Monday, June 2, 2014

Lonely Sundays

Sundays were always a special day in my family. My mom, dad, brother, and I usually went to church first thing in the morning, and then came home to enjoy a homemade breakfast together. My dad always made breakfast on the weekends...on any given day we could choose from an egg scramble, waffles, pancakes, or French toast. They were all wonderfully good.

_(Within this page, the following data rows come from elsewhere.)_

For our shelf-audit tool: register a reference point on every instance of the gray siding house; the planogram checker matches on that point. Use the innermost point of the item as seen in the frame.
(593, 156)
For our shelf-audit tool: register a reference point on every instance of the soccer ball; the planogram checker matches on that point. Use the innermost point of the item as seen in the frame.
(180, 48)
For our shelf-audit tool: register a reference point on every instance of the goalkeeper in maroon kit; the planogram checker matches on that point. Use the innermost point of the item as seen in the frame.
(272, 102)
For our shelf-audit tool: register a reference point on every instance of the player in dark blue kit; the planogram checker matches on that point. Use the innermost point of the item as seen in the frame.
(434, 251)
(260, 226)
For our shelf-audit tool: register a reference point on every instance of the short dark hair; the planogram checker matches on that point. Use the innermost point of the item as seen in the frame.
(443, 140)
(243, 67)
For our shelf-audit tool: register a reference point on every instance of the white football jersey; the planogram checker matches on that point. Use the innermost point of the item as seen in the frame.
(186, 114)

After breakfast, my mom usually read the newspaper and began the household to-do list, while my dad and brother ventured to the garage to work on their latest project, or just to tinker around. During the summer months, my dad spent hours working in the yard. I liked to help out by mowing the grass on the riding mower. In my twelve-year-old mind I imagined I was driving a real car on a real street and sang along to whatever song was stuck in my head that day. When I wasn’t mowing, I would spend time in the house with my mom with no real purpose…sometimes I’d help with chores and other times I’d simply find something to pass the time. There would be music on in the background and, whether they were the latest radio hits or Jim Brickman CDs, they were songs that slowly shaped my memories of those relaxing Sunday afternoons. And nearly every Sunday, I’d count the hours until it was time to go to grandma’s house for dinner.

Since becoming a military wife, Sundays have changed dramatically. When I first got married, it was difficult to accept that we would just be staying home on Sunday evenings. There was no one to visit for dinner and no one to entertain at our place. Slowly but surely, I got used to the new, much quieter Sundays and have come to enjoy the simple family time my husband and I have with our own kids.

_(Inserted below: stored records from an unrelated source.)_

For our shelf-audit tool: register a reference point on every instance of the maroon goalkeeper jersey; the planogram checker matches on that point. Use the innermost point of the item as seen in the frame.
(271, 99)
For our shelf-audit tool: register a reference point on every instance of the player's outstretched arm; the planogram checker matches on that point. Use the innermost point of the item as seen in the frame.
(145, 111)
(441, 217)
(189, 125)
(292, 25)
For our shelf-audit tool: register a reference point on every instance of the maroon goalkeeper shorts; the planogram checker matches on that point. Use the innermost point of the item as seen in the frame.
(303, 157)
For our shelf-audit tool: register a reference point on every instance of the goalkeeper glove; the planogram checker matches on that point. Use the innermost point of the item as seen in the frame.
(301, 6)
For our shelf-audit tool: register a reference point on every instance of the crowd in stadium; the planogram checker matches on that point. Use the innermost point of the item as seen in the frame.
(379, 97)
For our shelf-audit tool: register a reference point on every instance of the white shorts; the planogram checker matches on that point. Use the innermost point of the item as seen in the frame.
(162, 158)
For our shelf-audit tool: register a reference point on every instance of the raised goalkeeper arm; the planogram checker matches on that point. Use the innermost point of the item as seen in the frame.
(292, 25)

But as military life goes, my husband is not always home on Sundays. In fact, in his current position he often leaves for trips on Sunday mornings. Over the course of three deployments, multiple training courses, and a billet that takes him on shorter but more frequent trips, Sundays often end up just me and the kids. I’ve tried to take them to church myself, but that doesn’t work out too well and I end up feeling frustrated rather than closer to God.  Many times I make a nice breakfast, but I usually can’t get anyone to sit down for longer than it takes to eat one bite and the idea of a family breakfast goes out the window. I try to think of fun things to do to enjoy the weekend, but those things usually only pass an hour or so. Sometimes I try to see if friends could come over for a visit, but they are usually busy with their own families. I get a creative itch to try a new recipe for dinner, but when I remember I am cooking for two kids as opposed to adults, I realize that the effort would probably cause more frustration than joy. And after a day’s worth of kid speak and mediating sibling rivalry, I wish I had someone with whom I could enjoy a glass of wine and some adult conversation.

It is on those days that I long for the old Sundays when I had somewhere to go and people to see. It is those days when I feel a loneliness inside that makes me wish we lived closer to family. It is those days when I realize that out of all the things I’ve adjusted to in military life, the lonely Sundays are one thing I will never get used to.